Of course your research is crippled! Of course our conclusions about the piggies are absurd! If we had to observe your university under the same limitations that bind us in our observation of the Lusitanian aborigines, we would no doubt conclude that humans do not reproduce, do not form kinship groups, and devote their entire life cycle to the metamorphosis of the larval student into the adult professor. We might even suppose that professors exercise noticeable power in human society. A competent investigation would quickly reveal the inaccuracy of such conclusions– but in the case of the piggies, no competent investigation is permitted or even contemplated.

Anthropology is never an exact science; the observer never experiences the same culture as the participant. But these are natural limitations inherent to the science. It is the artificial limitations that hamper us– and, through us, you. At the present rate of progress we might as well be mailing questionnaires to the pequeninos and waiting for them to dash off scholarly papers in reply.
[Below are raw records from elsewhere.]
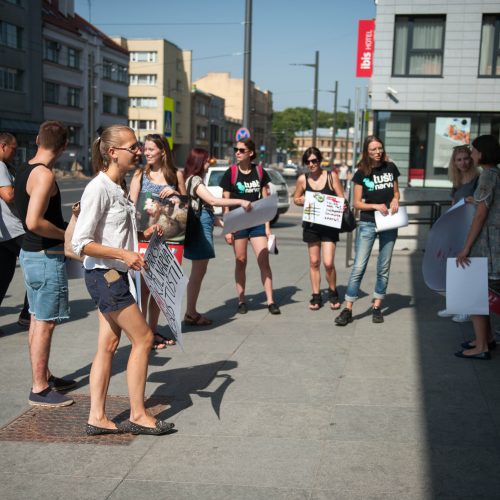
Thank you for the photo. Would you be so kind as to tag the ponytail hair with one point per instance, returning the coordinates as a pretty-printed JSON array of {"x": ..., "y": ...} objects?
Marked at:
[{"x": 110, "y": 137}]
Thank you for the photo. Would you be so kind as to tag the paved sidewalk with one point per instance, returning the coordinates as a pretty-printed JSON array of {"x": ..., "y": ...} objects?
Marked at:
[{"x": 277, "y": 407}]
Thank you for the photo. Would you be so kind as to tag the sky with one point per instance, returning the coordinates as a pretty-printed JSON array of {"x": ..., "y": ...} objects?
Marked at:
[{"x": 283, "y": 33}]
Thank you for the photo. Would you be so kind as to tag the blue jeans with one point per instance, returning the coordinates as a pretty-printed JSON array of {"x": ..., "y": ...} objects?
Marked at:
[{"x": 365, "y": 238}]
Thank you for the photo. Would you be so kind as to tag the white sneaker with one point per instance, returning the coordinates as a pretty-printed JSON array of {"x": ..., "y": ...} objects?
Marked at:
[
  {"x": 444, "y": 314},
  {"x": 460, "y": 318}
]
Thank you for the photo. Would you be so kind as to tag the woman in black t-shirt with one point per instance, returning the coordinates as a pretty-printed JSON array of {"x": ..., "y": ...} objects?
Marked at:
[
  {"x": 375, "y": 188},
  {"x": 321, "y": 240},
  {"x": 249, "y": 182}
]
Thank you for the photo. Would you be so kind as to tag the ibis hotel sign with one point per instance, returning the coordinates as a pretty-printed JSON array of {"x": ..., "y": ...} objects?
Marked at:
[{"x": 366, "y": 40}]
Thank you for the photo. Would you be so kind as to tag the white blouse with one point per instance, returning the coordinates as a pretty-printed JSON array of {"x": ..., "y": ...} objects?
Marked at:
[{"x": 107, "y": 217}]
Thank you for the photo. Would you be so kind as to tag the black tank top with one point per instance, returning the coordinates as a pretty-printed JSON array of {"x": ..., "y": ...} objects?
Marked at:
[{"x": 33, "y": 242}]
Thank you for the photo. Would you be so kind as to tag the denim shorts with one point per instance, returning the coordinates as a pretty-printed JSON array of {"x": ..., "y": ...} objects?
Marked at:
[
  {"x": 202, "y": 247},
  {"x": 250, "y": 232},
  {"x": 46, "y": 284},
  {"x": 108, "y": 297}
]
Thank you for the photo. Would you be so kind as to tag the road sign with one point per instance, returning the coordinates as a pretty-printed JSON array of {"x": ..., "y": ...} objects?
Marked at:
[{"x": 242, "y": 133}]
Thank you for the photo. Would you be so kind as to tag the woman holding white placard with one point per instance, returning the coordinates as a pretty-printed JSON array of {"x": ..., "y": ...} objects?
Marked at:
[
  {"x": 483, "y": 239},
  {"x": 321, "y": 240},
  {"x": 375, "y": 189}
]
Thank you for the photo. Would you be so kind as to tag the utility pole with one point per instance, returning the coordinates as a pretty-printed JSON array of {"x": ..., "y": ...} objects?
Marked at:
[
  {"x": 315, "y": 105},
  {"x": 247, "y": 68},
  {"x": 315, "y": 98},
  {"x": 347, "y": 132},
  {"x": 334, "y": 123}
]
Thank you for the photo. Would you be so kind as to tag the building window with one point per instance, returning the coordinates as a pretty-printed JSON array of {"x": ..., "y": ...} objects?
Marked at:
[
  {"x": 74, "y": 97},
  {"x": 418, "y": 46},
  {"x": 10, "y": 35},
  {"x": 489, "y": 59},
  {"x": 73, "y": 58},
  {"x": 142, "y": 124},
  {"x": 11, "y": 79},
  {"x": 142, "y": 79},
  {"x": 74, "y": 135},
  {"x": 52, "y": 50},
  {"x": 143, "y": 56},
  {"x": 121, "y": 107},
  {"x": 51, "y": 92},
  {"x": 121, "y": 74},
  {"x": 143, "y": 102},
  {"x": 107, "y": 104}
]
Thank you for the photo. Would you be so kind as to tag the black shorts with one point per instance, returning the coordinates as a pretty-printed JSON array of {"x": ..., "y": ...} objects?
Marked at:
[
  {"x": 316, "y": 233},
  {"x": 108, "y": 297}
]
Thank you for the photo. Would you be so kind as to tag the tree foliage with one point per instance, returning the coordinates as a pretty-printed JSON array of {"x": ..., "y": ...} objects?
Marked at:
[{"x": 291, "y": 120}]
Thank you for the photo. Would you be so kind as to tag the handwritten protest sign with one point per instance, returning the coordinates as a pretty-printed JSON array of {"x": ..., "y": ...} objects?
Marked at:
[
  {"x": 323, "y": 209},
  {"x": 166, "y": 282},
  {"x": 263, "y": 210}
]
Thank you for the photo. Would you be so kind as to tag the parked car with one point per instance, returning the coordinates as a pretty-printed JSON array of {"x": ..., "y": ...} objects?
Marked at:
[
  {"x": 291, "y": 170},
  {"x": 277, "y": 185}
]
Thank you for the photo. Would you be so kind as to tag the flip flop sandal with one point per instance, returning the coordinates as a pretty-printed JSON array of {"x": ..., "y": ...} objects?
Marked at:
[
  {"x": 164, "y": 340},
  {"x": 315, "y": 303},
  {"x": 197, "y": 320},
  {"x": 333, "y": 298}
]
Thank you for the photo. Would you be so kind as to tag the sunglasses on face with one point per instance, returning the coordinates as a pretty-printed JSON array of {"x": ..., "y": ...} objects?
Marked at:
[{"x": 132, "y": 149}]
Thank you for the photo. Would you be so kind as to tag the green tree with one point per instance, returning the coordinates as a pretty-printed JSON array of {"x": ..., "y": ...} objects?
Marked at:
[{"x": 291, "y": 120}]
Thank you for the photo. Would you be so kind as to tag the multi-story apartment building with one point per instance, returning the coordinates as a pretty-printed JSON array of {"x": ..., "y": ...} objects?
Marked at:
[
  {"x": 261, "y": 107},
  {"x": 84, "y": 79},
  {"x": 21, "y": 71},
  {"x": 160, "y": 91},
  {"x": 208, "y": 123},
  {"x": 343, "y": 145},
  {"x": 436, "y": 81}
]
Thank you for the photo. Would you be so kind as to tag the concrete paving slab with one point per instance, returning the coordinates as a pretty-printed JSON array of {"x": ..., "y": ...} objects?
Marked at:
[
  {"x": 240, "y": 461},
  {"x": 131, "y": 490},
  {"x": 54, "y": 487}
]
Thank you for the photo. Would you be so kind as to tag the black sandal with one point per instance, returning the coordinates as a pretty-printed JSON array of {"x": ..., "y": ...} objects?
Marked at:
[
  {"x": 333, "y": 298},
  {"x": 315, "y": 303}
]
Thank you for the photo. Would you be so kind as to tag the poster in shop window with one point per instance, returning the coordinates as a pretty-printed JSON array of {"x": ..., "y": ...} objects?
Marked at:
[{"x": 450, "y": 132}]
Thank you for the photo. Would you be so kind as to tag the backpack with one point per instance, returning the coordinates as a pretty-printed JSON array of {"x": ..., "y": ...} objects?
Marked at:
[{"x": 234, "y": 173}]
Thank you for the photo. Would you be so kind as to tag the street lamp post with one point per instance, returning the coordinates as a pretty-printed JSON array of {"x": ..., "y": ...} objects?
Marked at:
[
  {"x": 315, "y": 103},
  {"x": 247, "y": 65}
]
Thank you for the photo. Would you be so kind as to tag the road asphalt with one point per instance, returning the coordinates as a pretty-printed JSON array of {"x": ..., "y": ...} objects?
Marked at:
[{"x": 276, "y": 407}]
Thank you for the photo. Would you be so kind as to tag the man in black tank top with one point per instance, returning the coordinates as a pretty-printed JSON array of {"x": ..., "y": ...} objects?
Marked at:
[{"x": 38, "y": 201}]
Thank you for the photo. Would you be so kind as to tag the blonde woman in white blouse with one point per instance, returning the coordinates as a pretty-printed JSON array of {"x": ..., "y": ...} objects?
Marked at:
[{"x": 106, "y": 235}]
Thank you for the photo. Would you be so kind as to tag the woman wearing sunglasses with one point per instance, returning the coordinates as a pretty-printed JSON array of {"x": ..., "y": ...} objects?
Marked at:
[
  {"x": 483, "y": 239},
  {"x": 250, "y": 183},
  {"x": 106, "y": 235},
  {"x": 375, "y": 188},
  {"x": 160, "y": 176},
  {"x": 321, "y": 240},
  {"x": 200, "y": 248}
]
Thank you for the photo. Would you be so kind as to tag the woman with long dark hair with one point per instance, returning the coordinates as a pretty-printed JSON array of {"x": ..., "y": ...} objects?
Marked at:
[
  {"x": 160, "y": 176},
  {"x": 375, "y": 188},
  {"x": 247, "y": 181},
  {"x": 200, "y": 248},
  {"x": 106, "y": 234},
  {"x": 483, "y": 239},
  {"x": 321, "y": 240}
]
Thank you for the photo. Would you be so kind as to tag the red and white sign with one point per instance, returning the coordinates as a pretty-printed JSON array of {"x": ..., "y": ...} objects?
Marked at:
[{"x": 366, "y": 43}]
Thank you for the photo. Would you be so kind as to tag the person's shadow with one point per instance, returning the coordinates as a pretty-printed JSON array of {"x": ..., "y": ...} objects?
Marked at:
[
  {"x": 180, "y": 384},
  {"x": 227, "y": 312}
]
– Joao Figueira Alvarez, reply to Pietro Guataninni of the University of Sicily, Milano Campus, Etruria, published posthumously in Xenological Studies, 22:4:49:193

The news of Pipo's death was not of merely local importance. It was transmitted instantaneously, by ansible, to all the Hundred Worlds. The first aliens discovered since Ender's Xenocide had tortured to death the one human who was designated to observe them. Within hours, scholars, scientists, politicians, and journalists began to strike their poses.